No one likes the unknown. We don’t delight in discovering that we cannot figure something out. We want to know how things are going to end. The dilemma explained in Ecclesiastes is that however much we want to know, we do not know the end of things.

This is one of the major discoveries that the Preacher made in his quest. He sought to seek and search by wisdom everything that is done on this earth, with every resource at his disposal to accomplish this search, and yet he couldn’t find out what God has done from the beginning to the end (Ecc. 3:11). Like most of us, the author of Ecclesiastes was trying to discern the purpose, to find the scheme of things (7:27).

The dilemma is most fully stated in Ecclesiastes 3:11 –He has made everything beautiful in its time. Also, he has put eternity into man’s heart, yet so that he cannot find out what God has done from the beginning to the end. It seems to be that eternity is an ability and desire to know meaning and purpose beyond oneself, the ability to know that you know, part of the image of God in man. God has given us this ability and desire, but this desire cannot be met apart from God, and not in this world. We cannot discover God’s purpose and purposes; we cannot find purpose in life on our own, apart from God. We have this unmet longing that only God can fill.

C.S. Lewis refers to this in various places in his works; “if I find in myself a desire which no experience in this world can satisfy, the most probable explanation is that I was made for another world” (Mere Christianity, 120). This longing for understanding purpose beyond ourselves he describes as “the scent of a flower we have not found, the echo of a tune we have not heard, news from a country we have never visited” (Weight of Glory, 30-31).

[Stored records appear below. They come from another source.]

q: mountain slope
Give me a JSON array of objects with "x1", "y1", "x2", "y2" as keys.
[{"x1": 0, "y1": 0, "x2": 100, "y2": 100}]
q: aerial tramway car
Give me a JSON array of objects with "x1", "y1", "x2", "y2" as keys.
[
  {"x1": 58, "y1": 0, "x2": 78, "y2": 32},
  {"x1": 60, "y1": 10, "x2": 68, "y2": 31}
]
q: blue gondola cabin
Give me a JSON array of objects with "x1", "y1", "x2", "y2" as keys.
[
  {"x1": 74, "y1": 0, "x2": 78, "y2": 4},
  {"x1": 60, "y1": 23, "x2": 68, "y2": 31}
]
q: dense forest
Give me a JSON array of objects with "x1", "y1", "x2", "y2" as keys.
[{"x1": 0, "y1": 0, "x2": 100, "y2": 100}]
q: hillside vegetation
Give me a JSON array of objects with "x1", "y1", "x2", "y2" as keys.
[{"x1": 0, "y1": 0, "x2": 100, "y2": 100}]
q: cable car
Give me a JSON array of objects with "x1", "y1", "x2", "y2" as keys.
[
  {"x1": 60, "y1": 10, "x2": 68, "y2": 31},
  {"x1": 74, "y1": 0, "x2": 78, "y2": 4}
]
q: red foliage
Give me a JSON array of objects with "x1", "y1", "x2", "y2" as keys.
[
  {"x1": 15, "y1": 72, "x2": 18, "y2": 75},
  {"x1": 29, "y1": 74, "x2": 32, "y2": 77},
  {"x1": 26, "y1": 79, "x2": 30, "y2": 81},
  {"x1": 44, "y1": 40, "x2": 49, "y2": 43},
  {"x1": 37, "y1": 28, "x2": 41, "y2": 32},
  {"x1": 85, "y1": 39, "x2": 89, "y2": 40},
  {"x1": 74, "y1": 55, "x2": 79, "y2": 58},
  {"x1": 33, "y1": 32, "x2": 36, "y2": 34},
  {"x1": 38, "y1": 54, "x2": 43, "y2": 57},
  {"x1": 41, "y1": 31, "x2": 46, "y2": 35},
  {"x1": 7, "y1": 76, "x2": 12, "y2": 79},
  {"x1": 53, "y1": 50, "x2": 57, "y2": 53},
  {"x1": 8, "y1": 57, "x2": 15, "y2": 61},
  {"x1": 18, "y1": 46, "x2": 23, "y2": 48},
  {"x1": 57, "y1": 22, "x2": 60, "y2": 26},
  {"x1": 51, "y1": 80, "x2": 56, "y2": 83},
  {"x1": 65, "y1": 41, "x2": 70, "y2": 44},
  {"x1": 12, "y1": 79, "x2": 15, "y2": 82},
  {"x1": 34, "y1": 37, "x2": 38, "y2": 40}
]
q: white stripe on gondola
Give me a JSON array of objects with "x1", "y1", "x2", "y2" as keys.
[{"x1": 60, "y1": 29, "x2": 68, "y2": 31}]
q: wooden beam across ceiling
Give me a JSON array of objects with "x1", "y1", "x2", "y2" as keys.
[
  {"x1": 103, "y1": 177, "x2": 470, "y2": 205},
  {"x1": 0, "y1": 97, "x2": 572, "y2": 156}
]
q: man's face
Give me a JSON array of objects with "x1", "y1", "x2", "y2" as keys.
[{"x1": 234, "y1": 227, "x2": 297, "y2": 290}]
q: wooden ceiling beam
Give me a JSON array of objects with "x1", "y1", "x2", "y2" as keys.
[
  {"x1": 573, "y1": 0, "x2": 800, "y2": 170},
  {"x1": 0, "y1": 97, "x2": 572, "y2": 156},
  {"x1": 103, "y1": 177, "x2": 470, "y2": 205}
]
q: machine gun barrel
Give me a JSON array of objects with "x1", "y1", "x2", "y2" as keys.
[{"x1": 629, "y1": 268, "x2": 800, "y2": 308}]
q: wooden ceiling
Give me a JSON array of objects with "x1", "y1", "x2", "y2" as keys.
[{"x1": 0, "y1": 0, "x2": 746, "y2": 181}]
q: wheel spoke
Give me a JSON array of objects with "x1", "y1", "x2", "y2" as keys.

We have been created this way on purpose, so that our restlessness would drive us, like it did for the author of Ecclesiastes, to seek and search for and desire something beyond ourselves. As Augustine said, “our hearts are restless until they find their rest in thee.” The Preacher is telling each one of us to look to God in Christ. Knowing Jesus enables us to comprehend God’s bigger purpose, not in all the specific details, like why did someone close to me get caught up in sin that is destroying his marriage, but in the sense that we can understand that God controls the purpose of the events in my life. I don’t have to understand God’s reason to believe that his reason is always for my good and his glory.

Accept the fact that man cannot find out what God has done from beginning to end, that we are finite and he is infinite, and trust God because he always sovereignly and graciously does what is good from beginning to end.